Capi

Personal information
- Full name: Hugo Martínez González
- Date of birth: 23 August 2006 (age 19)
- Place of birth: Albacete, Spain
- Height: 1.78 m (5 ft 10 in)
- Position: Midfielder

Team information
- Current team: Albacete B
- Number: 10

Youth career
- 2011–2024: Albacete

Senior career*
- Years: Team / Apps / (Gls)
- 2023–: Albacete B / 36 / (0)
- 2025–: Albacete / 1 / (0)

International career
- 2023: Spain U17 / 10 / (0)

= Capi (footballer, born 2006) =

Spanish footballer (born 2006)

Hugo Martínez González (born 23 August 2006), commonly known as Capi, is a Spanish footballer who plays as a midfielder for Atlético Albacete.

==Club career==
Born in Albacete, Castilla–La Mancha, Capi joined Albacete Balompié's youth sides in 2011, aged five. He made his senior debut with the reserves on 12 November 2023, playing the last 13 minutes in a 3–1 Tercera Federación home win over CD Villacañas.
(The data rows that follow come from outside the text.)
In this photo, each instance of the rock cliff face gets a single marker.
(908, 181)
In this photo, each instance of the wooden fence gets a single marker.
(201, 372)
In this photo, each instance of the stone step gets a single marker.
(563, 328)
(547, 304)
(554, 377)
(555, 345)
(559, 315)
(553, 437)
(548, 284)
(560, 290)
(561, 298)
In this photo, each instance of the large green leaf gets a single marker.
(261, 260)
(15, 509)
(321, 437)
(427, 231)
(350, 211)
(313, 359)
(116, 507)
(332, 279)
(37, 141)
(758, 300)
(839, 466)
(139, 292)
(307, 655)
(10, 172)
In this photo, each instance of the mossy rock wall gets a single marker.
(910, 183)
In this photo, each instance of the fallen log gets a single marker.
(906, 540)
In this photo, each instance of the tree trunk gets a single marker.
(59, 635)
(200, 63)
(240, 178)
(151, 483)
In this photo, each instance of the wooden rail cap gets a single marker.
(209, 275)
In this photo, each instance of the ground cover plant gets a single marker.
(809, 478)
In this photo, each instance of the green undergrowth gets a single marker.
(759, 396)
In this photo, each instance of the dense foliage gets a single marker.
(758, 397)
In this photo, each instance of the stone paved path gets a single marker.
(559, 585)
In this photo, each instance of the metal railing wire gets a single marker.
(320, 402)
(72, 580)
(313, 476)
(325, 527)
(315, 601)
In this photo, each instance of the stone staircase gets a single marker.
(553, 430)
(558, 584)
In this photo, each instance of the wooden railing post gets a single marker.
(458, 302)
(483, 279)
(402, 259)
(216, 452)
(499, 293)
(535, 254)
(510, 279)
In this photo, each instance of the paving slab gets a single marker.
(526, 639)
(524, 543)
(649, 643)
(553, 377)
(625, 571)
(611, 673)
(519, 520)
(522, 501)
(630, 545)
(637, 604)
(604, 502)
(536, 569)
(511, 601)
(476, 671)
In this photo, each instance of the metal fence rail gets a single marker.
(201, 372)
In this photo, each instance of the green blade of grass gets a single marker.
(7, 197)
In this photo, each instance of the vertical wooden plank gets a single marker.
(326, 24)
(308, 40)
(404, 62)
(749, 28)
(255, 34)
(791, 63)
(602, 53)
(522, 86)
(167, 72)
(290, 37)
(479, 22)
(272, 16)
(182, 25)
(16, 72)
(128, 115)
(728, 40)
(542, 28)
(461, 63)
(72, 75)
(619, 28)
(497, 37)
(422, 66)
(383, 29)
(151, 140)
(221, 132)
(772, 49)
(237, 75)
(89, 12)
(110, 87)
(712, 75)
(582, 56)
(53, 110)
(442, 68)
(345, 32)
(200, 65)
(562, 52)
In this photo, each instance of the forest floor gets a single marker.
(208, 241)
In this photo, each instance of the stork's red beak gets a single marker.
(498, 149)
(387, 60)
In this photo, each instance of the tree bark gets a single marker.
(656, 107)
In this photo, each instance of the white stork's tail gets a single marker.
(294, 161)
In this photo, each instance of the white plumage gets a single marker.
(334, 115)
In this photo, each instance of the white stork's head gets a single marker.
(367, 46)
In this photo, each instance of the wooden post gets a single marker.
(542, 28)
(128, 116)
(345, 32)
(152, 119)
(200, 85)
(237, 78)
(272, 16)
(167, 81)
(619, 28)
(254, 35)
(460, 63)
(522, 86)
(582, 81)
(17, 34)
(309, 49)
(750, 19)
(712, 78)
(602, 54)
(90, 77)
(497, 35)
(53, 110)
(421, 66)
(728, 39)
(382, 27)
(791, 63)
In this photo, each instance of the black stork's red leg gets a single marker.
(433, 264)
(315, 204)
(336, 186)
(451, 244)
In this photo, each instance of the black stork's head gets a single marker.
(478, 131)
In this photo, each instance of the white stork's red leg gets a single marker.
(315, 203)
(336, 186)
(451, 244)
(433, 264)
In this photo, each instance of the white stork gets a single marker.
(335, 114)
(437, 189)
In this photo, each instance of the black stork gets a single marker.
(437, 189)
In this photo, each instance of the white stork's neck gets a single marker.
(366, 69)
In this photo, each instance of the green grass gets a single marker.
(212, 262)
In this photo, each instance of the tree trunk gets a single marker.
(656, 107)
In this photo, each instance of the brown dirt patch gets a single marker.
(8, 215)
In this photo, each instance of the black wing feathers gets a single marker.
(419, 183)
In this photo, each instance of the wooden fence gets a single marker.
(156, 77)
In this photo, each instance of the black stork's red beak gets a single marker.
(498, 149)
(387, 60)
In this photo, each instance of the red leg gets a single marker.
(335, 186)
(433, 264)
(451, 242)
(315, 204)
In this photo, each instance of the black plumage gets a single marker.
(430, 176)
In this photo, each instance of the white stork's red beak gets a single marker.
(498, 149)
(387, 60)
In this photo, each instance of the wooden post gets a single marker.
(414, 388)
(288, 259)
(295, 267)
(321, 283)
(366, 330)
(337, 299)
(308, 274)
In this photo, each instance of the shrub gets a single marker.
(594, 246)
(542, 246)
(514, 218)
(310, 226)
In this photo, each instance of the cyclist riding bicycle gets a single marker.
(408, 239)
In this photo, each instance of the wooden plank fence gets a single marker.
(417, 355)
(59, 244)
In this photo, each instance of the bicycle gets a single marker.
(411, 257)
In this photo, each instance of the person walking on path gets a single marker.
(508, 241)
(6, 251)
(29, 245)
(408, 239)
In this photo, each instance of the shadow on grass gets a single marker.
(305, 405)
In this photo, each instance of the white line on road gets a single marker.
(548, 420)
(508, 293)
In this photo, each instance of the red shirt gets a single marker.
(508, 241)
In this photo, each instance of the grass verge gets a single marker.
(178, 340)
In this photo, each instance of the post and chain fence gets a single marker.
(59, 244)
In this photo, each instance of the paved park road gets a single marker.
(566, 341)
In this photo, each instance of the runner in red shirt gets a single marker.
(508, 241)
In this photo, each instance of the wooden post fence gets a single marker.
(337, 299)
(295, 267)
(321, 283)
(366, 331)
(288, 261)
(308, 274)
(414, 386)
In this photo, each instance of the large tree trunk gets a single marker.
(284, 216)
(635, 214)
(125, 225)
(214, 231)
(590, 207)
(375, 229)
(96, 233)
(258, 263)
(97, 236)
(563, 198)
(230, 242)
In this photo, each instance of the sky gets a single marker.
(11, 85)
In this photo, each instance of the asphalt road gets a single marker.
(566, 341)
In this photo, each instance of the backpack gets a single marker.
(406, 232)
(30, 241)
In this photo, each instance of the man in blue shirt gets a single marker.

On 27 December 2023, Capi renewed his contract with Alba until 2027. After being regularly used with the B's in the 2024–25 season as the side narrowly missed out promotion, he made his first team debut on 19 October 2025, coming on as a second-half substitute for José Carlos Lazo in a 1–0 Segunda División away win over CD Castellón.

==International career==
On 5 December 2022, Capi was called up to the Spain national under-17 team. He managed to feature in ten matches for the side during the year of 2023, playing with the likes of Lamine Yamal and Pau Cubarsí.